I had made plans to fly back for Thanksgiving. I promised I would cook up a storm, and make all his favorite things.
Even though his health was so very compromised, I was still shocked when he died only two days after I left his side. Smiling and chipper one day and gone less than 48 hours later.
I received the call around 5 a.m. The nurse said that when she had last checked in on him, he was smiling and making her laugh. Of course he was. He was a bright light until the very end.
Some hours after I received that call, in a hazy gray daze I backed out of my driveway and looked to the right for oncoming traffic. I don’t recall where I was going but I do vividly recall stopping the car. Not a single car in sight, I was just somehow shocked that my neighbor was mowing his lawn. I didn’t understand how mundane things could continue. “Doesn’t he know my father died?,” I wondered — not in the narcissistic weird way — just steeped in the query, “How do death and lawn mowing exist in the same moment?”
As I watched my neighbor, I thought that this death day should be a day of no chores for anyone.
Everyone should just relax today. My dad died.
My dad lived in Alaska most of my life and I would visit in the summers. The lawn grew incessantly there, of course, with more light than it could possibly know what to do with. I hated mowing it, but would often be tasked with that chore. My dad had a lifetime of mowing experience and did it expertly and quickly. He was always dripping with sweat when he finished, no matter what the weather, but damn he did a fine job of it. I did it awkwardly and ineptly because I tried to go as fast as he did. He was always coaching me to slow down.
It was kind of a part time job for my dad, this consistently coaching me to slow down. It extended to gentle suggestions to breathe, take a day off, take care of myself and my heart.
My dad died on a Saturday, which is far too casual a day for death, as far as I’m concerned. I now remember being grateful that I had two days to get used to my new normal before I had to be smart, alert and extricated from the gray haze of mourning.

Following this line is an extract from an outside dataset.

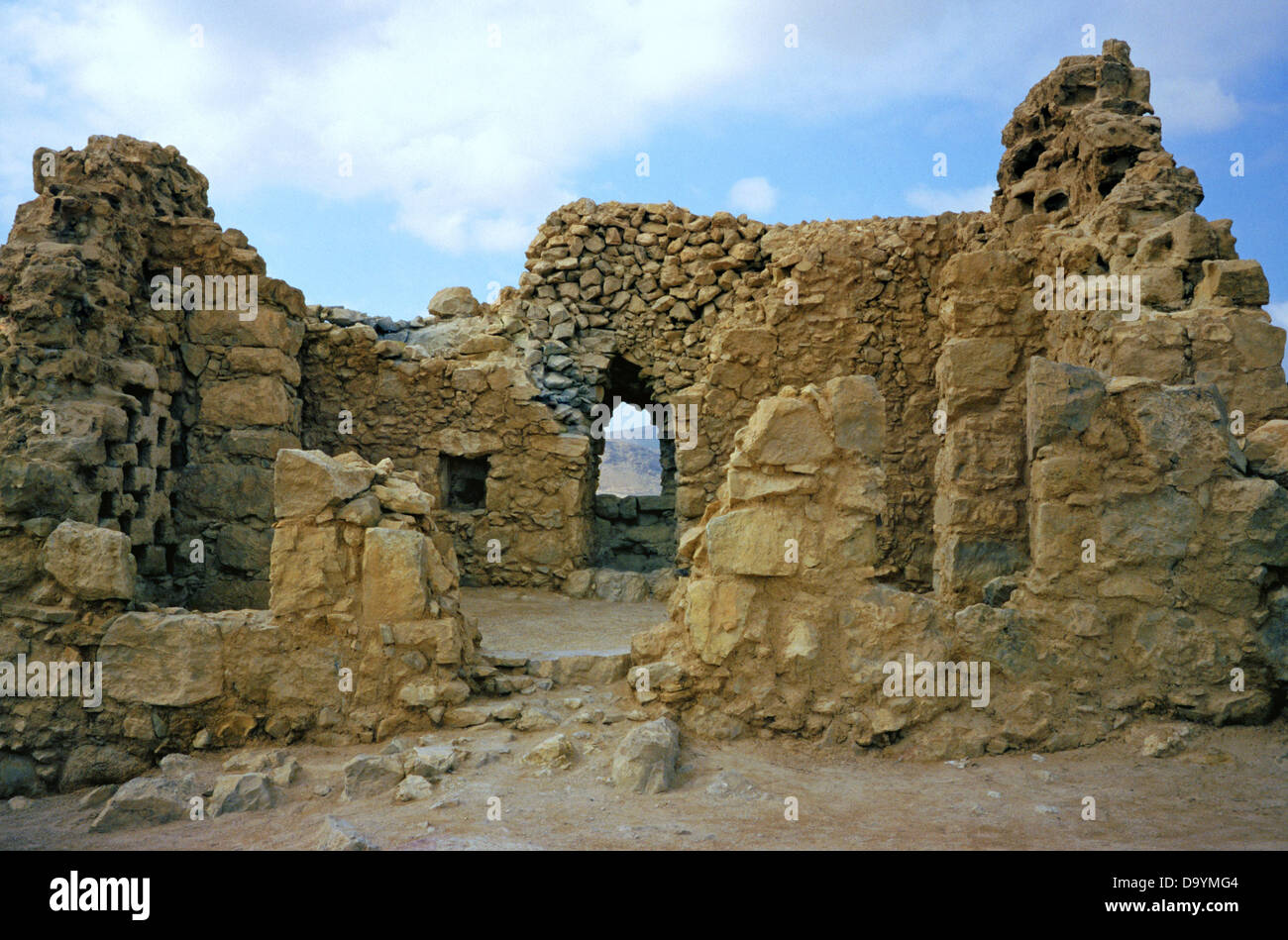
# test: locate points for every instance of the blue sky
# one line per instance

A few days later I was in a downtown Los Angeles high rise elevator. I was miraculously alone, skyrocketing up the 50-something floors at what seemed like lightning speed. Just after leaving the ground, I burst into tears. I wasn’t ready to engage with normal. I definitely wasn’t ready to engage with traveling through life at high velocity.
I could feel my dad tell me that it was OK to cry, and that I couldn’t hurry my heart.

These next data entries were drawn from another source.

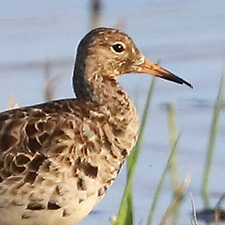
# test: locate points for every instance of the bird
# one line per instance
(58, 159)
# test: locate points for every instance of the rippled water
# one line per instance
(189, 39)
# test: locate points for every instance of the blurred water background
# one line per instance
(38, 40)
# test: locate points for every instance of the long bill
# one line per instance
(155, 70)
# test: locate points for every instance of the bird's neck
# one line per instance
(98, 87)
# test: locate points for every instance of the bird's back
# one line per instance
(56, 161)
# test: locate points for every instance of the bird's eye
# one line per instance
(118, 47)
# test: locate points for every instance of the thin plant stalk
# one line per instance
(172, 130)
(160, 185)
(212, 142)
(176, 201)
(126, 203)
(172, 137)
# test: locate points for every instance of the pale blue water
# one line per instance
(189, 39)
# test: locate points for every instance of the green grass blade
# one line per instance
(173, 134)
(160, 185)
(176, 201)
(212, 142)
(125, 211)
(172, 137)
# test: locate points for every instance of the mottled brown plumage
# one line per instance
(58, 159)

The earth always seems to turn more slowly around death, and that’s a good thing because our hearts need slow. My waves of grief came at a steady pace, big swells that I didn’t even realize I was in until I noticed I was no longer touching the sand.
I visited my 102 year old friend today. She is speaking, breathing and thinking more slowly these days. She took a break in our conversation to close her eyes at one point. Her breathing slowed and I thought she was falling asleep, so I just held her hand, assuming I would gently pull away at some point and leave. Then she woke up and picked up the conversation where she had left it. Then she closed her eyes again, and this pattern continued. Not missing a beat really, just with a lot of space in between her surprisingly sharply executed points. It was slow, peaceful, and it was very gentle on both of our hearts. It was like waves of a conversation. I just rested, floating on the surface when she took her sleepy dips.
When I left she told me that I brought her peace today. I’m sure my dad was smiling above: my wise friend was continuing my dad’s lessons:
Allow the in-between moments.
Float between the waves.
Relax, it’s all good.
Slow down so your heart can catch up.
Slow down so your heart can catch up.